Bandiere ombra per imbarcazioni da diporto, finita la pacchia?
Il fenomeno riguarda il 15-20% delle barche di proprietà di italiani

Bandiera di uno yacht in navigazione
ROMA. Sul sito specializzato “Magellano Blog” è uscito in questi giorni un servizio che preannuncia uno scenario pericoloso per le imbarcazioni da diporto immatricolate sia con bandiere-ombra, sia anche con altre legittime bandiere europee.
«La stagione della navigazione spensierata sotto i colori di Polonia, Francia o Malta – scrive il sito – potrebbe presto incontrare una burrasca normativa.
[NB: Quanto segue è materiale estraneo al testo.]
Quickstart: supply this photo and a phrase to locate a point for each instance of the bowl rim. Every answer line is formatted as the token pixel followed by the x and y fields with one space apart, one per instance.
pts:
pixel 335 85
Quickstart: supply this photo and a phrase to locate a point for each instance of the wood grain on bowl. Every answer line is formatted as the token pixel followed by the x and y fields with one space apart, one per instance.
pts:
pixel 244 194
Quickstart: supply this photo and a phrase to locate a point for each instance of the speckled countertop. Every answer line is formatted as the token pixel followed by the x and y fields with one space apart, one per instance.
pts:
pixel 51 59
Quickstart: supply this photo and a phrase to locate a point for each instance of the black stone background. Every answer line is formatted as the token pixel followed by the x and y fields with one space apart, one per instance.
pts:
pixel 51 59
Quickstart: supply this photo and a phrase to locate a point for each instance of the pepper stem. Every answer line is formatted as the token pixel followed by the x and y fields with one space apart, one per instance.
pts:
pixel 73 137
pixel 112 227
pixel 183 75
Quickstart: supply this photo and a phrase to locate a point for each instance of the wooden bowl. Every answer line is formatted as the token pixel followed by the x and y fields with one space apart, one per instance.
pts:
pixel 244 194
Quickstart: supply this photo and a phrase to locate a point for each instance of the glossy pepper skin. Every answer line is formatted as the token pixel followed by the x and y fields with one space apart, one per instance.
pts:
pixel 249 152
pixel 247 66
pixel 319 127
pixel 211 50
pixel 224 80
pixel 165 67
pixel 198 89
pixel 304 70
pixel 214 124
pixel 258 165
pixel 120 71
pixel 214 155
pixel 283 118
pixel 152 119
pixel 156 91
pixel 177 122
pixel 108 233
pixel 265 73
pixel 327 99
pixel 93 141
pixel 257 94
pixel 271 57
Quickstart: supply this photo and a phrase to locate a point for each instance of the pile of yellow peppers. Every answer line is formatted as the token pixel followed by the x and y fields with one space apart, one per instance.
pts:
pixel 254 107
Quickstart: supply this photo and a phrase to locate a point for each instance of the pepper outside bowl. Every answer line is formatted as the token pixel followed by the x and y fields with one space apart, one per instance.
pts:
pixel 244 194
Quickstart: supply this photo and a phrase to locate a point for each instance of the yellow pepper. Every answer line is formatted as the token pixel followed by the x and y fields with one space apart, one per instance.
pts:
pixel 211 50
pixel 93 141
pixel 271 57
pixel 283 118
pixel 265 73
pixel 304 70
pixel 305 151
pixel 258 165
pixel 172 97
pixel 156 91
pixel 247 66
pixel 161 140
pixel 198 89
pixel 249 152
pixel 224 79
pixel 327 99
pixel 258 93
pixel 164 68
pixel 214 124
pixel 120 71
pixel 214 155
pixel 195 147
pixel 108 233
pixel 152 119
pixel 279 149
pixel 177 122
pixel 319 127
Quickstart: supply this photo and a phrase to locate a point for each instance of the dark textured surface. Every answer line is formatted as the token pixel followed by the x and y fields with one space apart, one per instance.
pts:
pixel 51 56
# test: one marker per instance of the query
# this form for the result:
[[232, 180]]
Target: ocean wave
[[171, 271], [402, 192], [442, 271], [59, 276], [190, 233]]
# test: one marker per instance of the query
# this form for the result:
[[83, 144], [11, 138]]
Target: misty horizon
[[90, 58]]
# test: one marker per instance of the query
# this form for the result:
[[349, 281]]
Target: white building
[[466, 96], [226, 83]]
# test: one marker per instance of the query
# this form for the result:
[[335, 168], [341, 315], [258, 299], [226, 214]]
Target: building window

Il disegno di legge dedicato alla “valorizzazione della risorsa mare”, dopo aver incassato il via libera dal Senato, è approdato alla Camera dei Deputati, portando con sé una novità che agita le acque dei porti turistici: una stretta senza precedenti sulle unità da diporto che, pur avendo un proprietario italiano, sventolano una bandiera straniera».
Il fenomeno coinvolge una fetta compresa tra il 15% e il 20% delle imbarcazioni di proprietà di italiani. «Si tratta di migliaia di diportisti – scrive ancora Magellano Blog – che, stanchi della farraginosa burocrazia nazionale, hanno cercato rifugio nei registri di altri Paesi dell’Unione Europea, attratti da procedure snelle e costi di gestione più contenuti».
Il fulcro della riforma è l’obbligo per tutte le unità fino a 24 metri di proprietà di soggetti italiani, indipendentemente dalla bandiera, dovranno essere in possesso di una certificazione di navigabilità. Questo documento potrà essere rilasciato dall’autorità dello Stato di registrazione ma se questo non lo prevede (come accade in alcuni registri semplificati), da organismi tecnici riconosciuti, Rina per primo.
La validità del certificato sarà quinquennale, imponendo agli armatori controlli periodici simili a quelli previsti per la bandiera italiana. La norma è un chiaro tentativo di erodere il vantaggio competitivo dei registri esteri, rendendo la “fuga” burocratica meno appetibile e più costosa.
L’impatto pratico della norma – conclude il Blog – sarà un banco di prova per l’intero settore. Per molti armatori, i costi aggiuntivi e il ritorno della burocrazia centralizzata potrebbero rappresentare il “punto di rottura” capace di spingerli a re-immatricolare la barca in Italia, specialmente ora che il Registro Internazionale Telematico (Sted) dovrebbe, in teoria, semplificare la vita ai naviganti.
Si è già aperto tuttavia il preannuncio di un contenzioso a livello Ue per capire se la nuova normativa possa essere o no contestata a livello europeo, investendo legittime regole di altre bandiere comunitarie. Si preannunciano insomma le solite guerre legali. (A.F.)